No cross-framework mappings are currently configured for this control.

  • AC-03, Access Enforcement. Access enforcement mechanisms rely on the attribute associations that AC-16 establishes to make authorization decisions.
  • AC-04, Information Flow Enforcement. Information flow policies reference security and privacy attributes to determine whether data can move between systems or domains.
  • AC-06, Least Privilege. Attribute values help define the boundaries of least-privilege access by linking users and processes to specific authorization tiers.
  • AC-21, Information Sharing. Sharing decisions depend on attribute values that indicate whether information can be released to external parties.
  • AC-25, Reference Monitor. The reference monitor validates attribute associations as part of mediating every access request.
  • AU-02, Event Logging. AC-16 requires auditing attribute changes, and AU-02 defines what events the organization must log.
  • AU-10, Non-repudiation. Non-repudiation mechanisms protect the integrity of attribute audit trails by preventing actors from denying modifications.
  • MP-03, Media Marking. Media marking is the human-readable counterpart to internal attribute labels, ensuring physical media reflects the correct classification.
  • PE-22, Component Marking. Component marking extends attribute visibility to physical system components, supporting consistent classification awareness.
  • PT-02, Authority to Process Personally Identifiable Information. Privacy attributes defined under AC-16 must align with the processing authorities documented under PT-02.

Frequently asked questions

What is NIST SP 800-53 AC-16?

AC-16 is the NIST SP 800-53 control that requires organizations to associate security and privacy attribute values with information in storage, in process, and in transmission. The control covers the full attribute life cycle, from defining permitted attribute types and value ranges to binding those values to information objects and auditing every change.

It ensures that access enforcement and information flow decisions operate on reliable, current metadata rather than assumptions about data sensitivity.

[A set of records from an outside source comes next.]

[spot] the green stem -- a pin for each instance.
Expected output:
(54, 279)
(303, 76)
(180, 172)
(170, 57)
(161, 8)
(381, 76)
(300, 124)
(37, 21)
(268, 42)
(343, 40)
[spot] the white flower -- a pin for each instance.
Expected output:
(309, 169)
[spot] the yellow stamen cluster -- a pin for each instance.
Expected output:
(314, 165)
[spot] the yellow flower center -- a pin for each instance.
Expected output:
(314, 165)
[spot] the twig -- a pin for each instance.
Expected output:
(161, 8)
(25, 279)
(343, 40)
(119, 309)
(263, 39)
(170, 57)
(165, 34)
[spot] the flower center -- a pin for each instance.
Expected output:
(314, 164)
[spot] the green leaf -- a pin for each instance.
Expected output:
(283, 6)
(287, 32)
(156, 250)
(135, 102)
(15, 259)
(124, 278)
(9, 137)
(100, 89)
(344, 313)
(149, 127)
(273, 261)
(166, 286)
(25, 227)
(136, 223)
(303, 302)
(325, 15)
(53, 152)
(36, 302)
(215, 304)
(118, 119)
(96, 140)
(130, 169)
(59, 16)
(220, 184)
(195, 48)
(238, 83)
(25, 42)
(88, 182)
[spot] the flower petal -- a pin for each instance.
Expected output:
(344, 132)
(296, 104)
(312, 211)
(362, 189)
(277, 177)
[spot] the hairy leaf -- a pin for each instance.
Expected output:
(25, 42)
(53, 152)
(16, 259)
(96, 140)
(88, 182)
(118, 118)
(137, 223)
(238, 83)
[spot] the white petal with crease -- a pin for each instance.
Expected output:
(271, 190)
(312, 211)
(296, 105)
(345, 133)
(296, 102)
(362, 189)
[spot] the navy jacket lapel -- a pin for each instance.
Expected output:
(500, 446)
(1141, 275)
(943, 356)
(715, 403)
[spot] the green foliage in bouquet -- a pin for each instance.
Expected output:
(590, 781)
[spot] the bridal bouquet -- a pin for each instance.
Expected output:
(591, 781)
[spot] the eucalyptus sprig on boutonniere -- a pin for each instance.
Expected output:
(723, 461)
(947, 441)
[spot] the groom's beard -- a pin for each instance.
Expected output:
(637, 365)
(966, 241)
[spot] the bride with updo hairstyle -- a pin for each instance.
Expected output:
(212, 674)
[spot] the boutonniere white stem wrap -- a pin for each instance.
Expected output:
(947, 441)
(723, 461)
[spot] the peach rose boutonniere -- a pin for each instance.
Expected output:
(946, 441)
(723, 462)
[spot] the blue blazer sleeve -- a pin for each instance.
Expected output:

Organizations must also review their attribute taxonomy on a defined schedule to confirm it still reflects operational and regulatory requirements.

What happens if AC-16 is not implemented?

Without AC-16, your organization loses the metadata foundation that attribute-based access controls depend on. Access enforcement systems can’t reliably distinguish between classification levels or PII processing permissions when attribute associations are missing or inconsistent.

Assessors will flag the absence of attribute binding evidence and audit records as a finding, which may jeopardize your authorization to operate. The gap also undermines your ability to demonstrate compliance with privacy regulations that require documented data processing controls, as described in your privacy plan.

How do you audit AC-16?

Auditing AC-16 starts with verifying that your organization has defined the permitted security and privacy attribute types and their value ranges for each system in scope. Assessors will review your access control policy, system security plan, and system configuration settings to confirm that binding mechanisms exist and function as documented.

They’ll also examine audit records for evidence that attribute changes are captured with actor identification, timestamps, and before-and-after values. Finally, auditors verify that your organization conducts periodic reviews of attribute applicability at the frequency defined in your policy, using documented review artifacts as proof.

What is the difference between security labels and security markings?

Security labels are the internal, machine-readable associations between attribute values and information objects within a system. Labels enable automated policy enforcement by allowing systems to evaluate classification levels, impact categories, or processing permissions during access decisions.

Security markings, by contrast, are the human-readable representations of those same attributes displayed on physical or digital media. A label might exist as a metadata tag in a database, while the corresponding marking appears as a banner on a printed document or a visual indicator in a user interface. AC-16 addresses the establishment and management of the underlying attribute associations that both labels and markings represent.